TCI, one of the world’s biggest and best-performing hedge funds, has held a large stake in the tech giant for much of the past decade, but slashed it from 10 per cent of its portfolio at the end of last year to just 1 per cent by the end of March, according to an investor letter seen by the FT.
“We reduced our investment in Microsoft because the rapid progress in AI introduces uncertainty over Microsoft’s competitive position in the future,” Hohn told investors in the letter.
“We are primarily concerned about Microsoft’s Office productivity software franchise, where AI could change established workflows and lead to the emergence of new productivity platforms, but we also see some risks in [cloud provider] Azure,” the letter added.
TCI declined to comment.
The sale marks a major moment for Hohn’s fund, which has ridden a nearly 400 per cent rise in the share price over the past nine years. It held a large stake in Microsoft almost continuously since the fourth quarter of 2017, although the stock briefly dropped out of its disclosures in 2023, regulatory filings show.
Microsoft’s stake in OpenAI has helped its shares ride Wall Street’s AI boom in recent years. But the stock is down 14 per cent so far in 2026 amid growing investor concerns over the company’s ability to commercialise its vast AI investments.
The letter also shows that TCI’s stake in Alphabet increased from 3 per cent to 5 per cent of the portfolio over the quarter, meaning it is now the fund’s biggest tech position.
Hohn’s TCI was the world’s most profitable hedge fund last year, generating $18.9bn in profits for investors and beating rivals such as Ken Griffin’s Citadel and Izzy Englander’s Millennium.

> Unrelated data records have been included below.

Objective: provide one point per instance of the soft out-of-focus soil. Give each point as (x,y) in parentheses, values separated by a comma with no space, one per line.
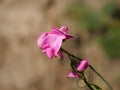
(24,67)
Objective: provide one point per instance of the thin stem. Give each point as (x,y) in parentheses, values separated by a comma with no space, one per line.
(89,67)
(101,77)
(86,82)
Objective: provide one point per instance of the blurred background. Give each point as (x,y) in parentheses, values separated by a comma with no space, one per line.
(95,23)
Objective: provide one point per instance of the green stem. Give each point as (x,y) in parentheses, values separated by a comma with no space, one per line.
(89,67)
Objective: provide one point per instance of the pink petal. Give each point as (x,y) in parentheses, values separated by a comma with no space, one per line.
(41,38)
(73,74)
(49,53)
(82,65)
(64,29)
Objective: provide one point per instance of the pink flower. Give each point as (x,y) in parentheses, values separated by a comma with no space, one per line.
(81,66)
(50,42)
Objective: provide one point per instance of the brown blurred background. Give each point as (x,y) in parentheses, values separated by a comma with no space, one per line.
(96,24)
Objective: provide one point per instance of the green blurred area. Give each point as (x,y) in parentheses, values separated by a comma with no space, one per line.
(106,22)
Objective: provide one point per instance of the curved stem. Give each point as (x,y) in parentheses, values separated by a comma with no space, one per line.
(77,58)
(101,77)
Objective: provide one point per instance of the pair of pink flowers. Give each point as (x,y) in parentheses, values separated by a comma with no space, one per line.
(51,42)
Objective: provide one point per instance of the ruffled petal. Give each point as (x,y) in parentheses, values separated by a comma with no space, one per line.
(82,65)
(41,38)
(49,53)
(64,29)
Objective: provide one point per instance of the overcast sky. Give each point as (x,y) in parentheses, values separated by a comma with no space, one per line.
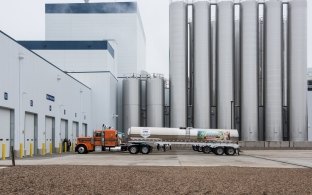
(24,20)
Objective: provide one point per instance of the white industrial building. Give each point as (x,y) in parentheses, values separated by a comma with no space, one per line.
(119,22)
(67,85)
(91,62)
(40,104)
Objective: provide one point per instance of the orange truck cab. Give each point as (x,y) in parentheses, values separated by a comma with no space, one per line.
(101,140)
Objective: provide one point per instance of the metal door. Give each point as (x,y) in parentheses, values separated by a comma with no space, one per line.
(29,133)
(5,127)
(48,133)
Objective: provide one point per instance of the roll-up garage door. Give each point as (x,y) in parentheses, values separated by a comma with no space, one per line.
(5,127)
(48,133)
(84,129)
(64,129)
(75,132)
(29,133)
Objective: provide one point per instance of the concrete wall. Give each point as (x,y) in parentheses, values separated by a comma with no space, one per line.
(97,69)
(27,77)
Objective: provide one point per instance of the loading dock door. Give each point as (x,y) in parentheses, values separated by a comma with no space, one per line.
(29,133)
(48,133)
(64,129)
(84,129)
(5,127)
(75,132)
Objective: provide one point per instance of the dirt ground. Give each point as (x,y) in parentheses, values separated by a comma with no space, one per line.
(153,180)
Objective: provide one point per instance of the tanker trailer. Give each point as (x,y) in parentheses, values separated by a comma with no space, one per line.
(183,134)
(218,141)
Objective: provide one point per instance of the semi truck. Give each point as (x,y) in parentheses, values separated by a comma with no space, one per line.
(144,139)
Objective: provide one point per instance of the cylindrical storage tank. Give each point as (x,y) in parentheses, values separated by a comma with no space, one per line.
(155,102)
(297,70)
(225,63)
(273,71)
(178,63)
(131,103)
(201,21)
(249,70)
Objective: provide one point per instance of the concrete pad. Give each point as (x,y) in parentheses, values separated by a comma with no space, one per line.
(248,158)
(285,144)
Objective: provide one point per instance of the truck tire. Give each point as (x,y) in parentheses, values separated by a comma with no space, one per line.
(134,149)
(230,151)
(145,150)
(218,151)
(206,149)
(81,149)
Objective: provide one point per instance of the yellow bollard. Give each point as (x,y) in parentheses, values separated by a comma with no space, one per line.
(31,150)
(60,148)
(21,151)
(3,152)
(43,149)
(51,148)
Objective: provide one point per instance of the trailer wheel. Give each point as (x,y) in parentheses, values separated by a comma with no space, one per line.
(133,149)
(196,148)
(219,150)
(206,150)
(81,149)
(145,150)
(229,151)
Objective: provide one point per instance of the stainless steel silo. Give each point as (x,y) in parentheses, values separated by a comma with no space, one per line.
(155,101)
(297,70)
(201,105)
(131,103)
(273,71)
(178,63)
(225,63)
(249,70)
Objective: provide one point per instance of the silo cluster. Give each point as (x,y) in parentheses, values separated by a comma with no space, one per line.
(143,101)
(240,65)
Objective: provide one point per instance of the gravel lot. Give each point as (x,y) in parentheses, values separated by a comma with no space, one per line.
(153,180)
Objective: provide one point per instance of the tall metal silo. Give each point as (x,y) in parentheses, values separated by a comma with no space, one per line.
(131,103)
(225,63)
(178,63)
(155,101)
(273,71)
(249,70)
(201,21)
(213,75)
(297,70)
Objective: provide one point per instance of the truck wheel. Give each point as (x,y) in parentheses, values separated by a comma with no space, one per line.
(82,149)
(219,150)
(206,150)
(145,150)
(229,151)
(133,149)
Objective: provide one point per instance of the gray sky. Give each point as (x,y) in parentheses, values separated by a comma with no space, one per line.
(24,20)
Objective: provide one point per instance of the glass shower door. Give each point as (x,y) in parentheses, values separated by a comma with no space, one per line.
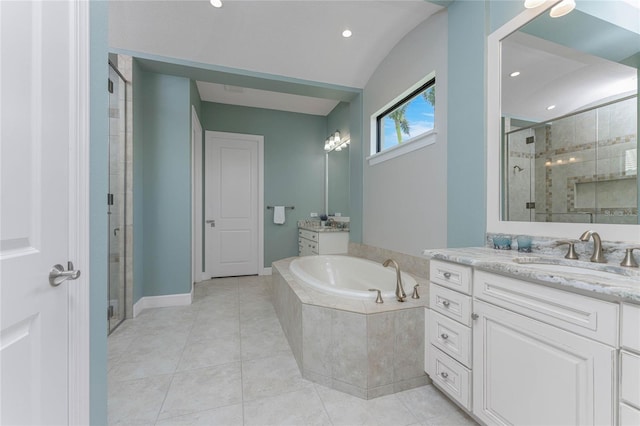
(116,199)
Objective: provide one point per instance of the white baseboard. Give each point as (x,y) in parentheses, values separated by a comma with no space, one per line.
(161,302)
(265,271)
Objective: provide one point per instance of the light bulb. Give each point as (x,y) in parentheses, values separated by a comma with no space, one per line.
(562,8)
(532,4)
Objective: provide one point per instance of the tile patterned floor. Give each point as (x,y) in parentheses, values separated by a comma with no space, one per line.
(224,360)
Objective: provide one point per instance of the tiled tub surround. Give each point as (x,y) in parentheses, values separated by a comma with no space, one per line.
(358,347)
(624,287)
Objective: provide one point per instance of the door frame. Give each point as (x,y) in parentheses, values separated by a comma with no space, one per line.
(260,213)
(79,226)
(197,180)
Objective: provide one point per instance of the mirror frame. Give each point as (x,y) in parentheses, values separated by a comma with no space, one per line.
(495,189)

Hohn is highly unusual among hedge fund managers in that he concentrates his bets in a small number of companies — currently 15 — he sees as having powerful competitive positions that can keep rivals at bay. The vast majority of TCI’s large hedge fund rivals spread their bets across tens or hundreds of stocks.
Hohn also holds stocks for an average of nine years, far longer than most other hedge fund traders typically do, in an effort to benefit from the long-term growth of high-quality stocks. He is known for deploying activist tactics when he believes management is veering away from the company’s strengths or wasting capital.
Technology is a relatively small part of TCI’s portfolio compared with other funds, with his fund focused on infrastructure and aerospace companies in particular. Its top holding is GE Aerospace, which makes up 18 per cent of the portfolio, but he also holds large stakes in Visa, Moody’s and infrastructure company Ferrovial.